18. Lucky Town (1992)

After all the time and effort poured into Human Touch, Springsteen was apparently struck with a sudden lightness and inspiration that allowed him to cut a whole ‘nother record in just weeks. Following the template just set by Guns ‘N Roses releasing Use Your Illusions I and II on the same day, Springsteen and manager Jon Landau made their case for doing the same with Human Touch and Lucky Town. It was released on March 31, 1992, along with Human Touch, as they’d wished.

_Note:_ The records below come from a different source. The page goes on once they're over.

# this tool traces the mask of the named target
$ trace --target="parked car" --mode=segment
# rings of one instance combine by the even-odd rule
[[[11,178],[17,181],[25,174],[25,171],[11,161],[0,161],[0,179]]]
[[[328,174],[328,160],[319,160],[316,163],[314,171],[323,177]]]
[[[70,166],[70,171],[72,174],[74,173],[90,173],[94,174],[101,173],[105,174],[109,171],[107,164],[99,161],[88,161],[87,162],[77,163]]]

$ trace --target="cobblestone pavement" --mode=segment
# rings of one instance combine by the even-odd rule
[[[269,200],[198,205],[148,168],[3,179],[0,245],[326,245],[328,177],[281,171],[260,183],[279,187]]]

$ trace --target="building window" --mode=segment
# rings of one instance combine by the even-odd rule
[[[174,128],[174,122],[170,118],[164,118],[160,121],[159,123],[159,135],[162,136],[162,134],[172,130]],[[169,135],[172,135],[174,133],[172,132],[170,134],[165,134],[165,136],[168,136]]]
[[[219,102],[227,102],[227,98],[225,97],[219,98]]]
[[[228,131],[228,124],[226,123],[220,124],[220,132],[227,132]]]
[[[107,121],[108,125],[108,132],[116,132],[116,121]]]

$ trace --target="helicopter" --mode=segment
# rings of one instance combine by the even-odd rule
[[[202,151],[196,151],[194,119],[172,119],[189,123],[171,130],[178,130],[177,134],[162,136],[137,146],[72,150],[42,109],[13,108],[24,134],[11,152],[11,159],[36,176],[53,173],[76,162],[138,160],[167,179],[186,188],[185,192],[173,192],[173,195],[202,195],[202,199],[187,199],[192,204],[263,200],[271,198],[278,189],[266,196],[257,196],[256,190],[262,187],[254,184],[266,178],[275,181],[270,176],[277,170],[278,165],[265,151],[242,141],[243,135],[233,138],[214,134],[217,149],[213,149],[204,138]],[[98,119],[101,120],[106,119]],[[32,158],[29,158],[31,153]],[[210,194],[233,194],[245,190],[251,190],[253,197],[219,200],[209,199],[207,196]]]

Originally, I was going to just list Human Touch and Lucky Town together, arguing they collectively represented the same low point in Springsteen’s career. No doubt, there are plenty of the same issues here — the studio musicians, songs that feel like hollow Springsteen imitations — but Lucky Town is also clearly better than Human Touch by a decent margin. It’s still not great, and is still easily at the bottom end of his catalogue, but it’s better than I had given it credit for, perhaps due to the fact that it’s inextricably linked to Human Touch through their shared release date.

Much of Lucky Town actually feels like Springsteen, which is a marked difference from the generic gloss of Human Touch. Comparatively, it’s rougher, but that doesn’t make it some raucous echo of The River or something; assisted by the clinical hand of a studio band rather than the E Street Band, there’s still a certain soul lacking here. Thankfully, the songwriting talents that were lacking on Human Touch crop up more here. “If I Should Fall Behind” was actually played with the reunited E Street Band, unlike almost anything else from this era, and “Living Proof” seems to have its supporters amongst certain wings of the fan base. Personally, I’ve always thought “Better Days” and “Lucky Town” were pretty strong.

After the dual release of Human Touch and Lucky Town met with a relatively more muted response commercially and critically, Springsteen spent a lot of the ’90s laying low, by his standards. He began raising a family, spent time living in L.A. and traveling through the Southwest. On the heels of the massive success of the 1994 single “Streets Of Philadelphia,” he recorded a whole album of like-minded songs, only to never release it, instead putting out the sparse The Ghost Of Tom Joad in 1995. As the decade tipped toward its second half, the idea of reuniting with the E Street Band was already flickering in his mind enough to warrant a one-off, and reportedly awkward, occasion to record a few new songs for his 1995 Greatest Hits. By the end of the ’90s the full-fledged reunion would be realized, Springsteen’s least productive or engaging decade would be behind him, and Lucky Town would mainly be left in the past with it.